Intelligentes Insulin gegen Spitzen und Täler |
Sven Siebenand |
22.10.2024 16:00 Uhr |
Blutzuckerspitzen und -täler sind bei Diabetes keine Seltenheit. Das Smartinsulin NNC2215 soll nur dann wirken, wenn der Zucker zu hoch ist und damit Unterzuckerungen vermeiden. Tierversuche waren vielversprechend. / © Adobe Stock/Firn
Im Fachjournal »Nature« hat ein Team um Thomas Hoeg-Jensen vom dänischen Pharmaunternehmen Novo Nordisk das neue Insulin, seine Funktionsweise und erste Daten hochrangig publiziert. Die Forschenden haben NNC2215 sozusagen mit einem Schalter entwickelt, der in Abhängigkeit vom Glucosespiegel im Blut die Aktivität ein- und ausknipst. Dieser besteht aus zwei Teilen: einerseits hängt an der Position B29 ein Makrozyklus, andererseits wurde an Stelle 1 der B-Kette von Insulin ein Glucosid angehängt. Das führt zu Folgendem: Ist der Blutzucker tief, bindet das Glucosid an den Ring und hält das Insulin in einem geschlossenen, inaktiven Zustand. Steigt der Blutzuckerspiegel an, verdrängt die Blutglucose das Glucosid und verändert die Form des Insulins, sodass es aktiviert wird und der Blutzucker anschließend gesenkt werden kann.
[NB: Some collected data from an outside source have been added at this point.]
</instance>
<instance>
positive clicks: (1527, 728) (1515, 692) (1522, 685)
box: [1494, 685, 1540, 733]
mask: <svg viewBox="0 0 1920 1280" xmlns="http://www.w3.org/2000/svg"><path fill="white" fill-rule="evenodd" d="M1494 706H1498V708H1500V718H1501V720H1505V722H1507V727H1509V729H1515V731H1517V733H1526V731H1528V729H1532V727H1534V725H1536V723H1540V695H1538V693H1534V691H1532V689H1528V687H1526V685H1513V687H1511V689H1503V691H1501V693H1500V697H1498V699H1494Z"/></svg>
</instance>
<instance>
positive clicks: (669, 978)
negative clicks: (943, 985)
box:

Zunächst zeigten Laborexperimente, dass die Insulinrezeptor-Affinität von NNC2215 bei einem Anstieg der Glucosekonzentration von 54 auf 360 mg/dl um das 3,2-fache anstieg, was bestätigte, dass das neue Insulin auf Veränderungen des Blutzuckerspiegels reagiert.
Die Forscher testeten NNC2215 anschließend an Schweinen und Ratten. Die Tiere erhielten Glucose-Infusionen, um einen Diabetes zu imitieren. Das Smartinsulin senkte den Blutzuckerspiegel genauso gut wie Humaninsulin, wenn es den Tieren injiziert wurde. Zudem zeigte sich, dass es einen Blutzuckerabfall verhindern konnte, der bei mit einem Zuviel an Humaninsulin unweigerlich eingetreten wäre.
Bei Nature News macht Novo Nordisk darauf aufmerksam, dass es sich bislang um Proof-of-Principle-Arbeiten mit NNC2215 handle und dass weitere Forschung zur Optimierung des Moleküls laufe. Bis also klinische Studien starten, wird es wohl noch einige Zeit dauern und die eine oder andere Frage wird noch zu klären sein, etwa jene zum Wirkbereich. Denn in der veröffentlichten Arbeit wurde die Aktivität von NNC2215 in einem sehr breiten Bereich des Blutzuckerspiegels untersucht. Künftige Untersuchungen sollten auch zeigen, dass das Smartinsulin in einem engeren Korridor unterscheiden kann, ob es aktiv oder inaktiv sein soll.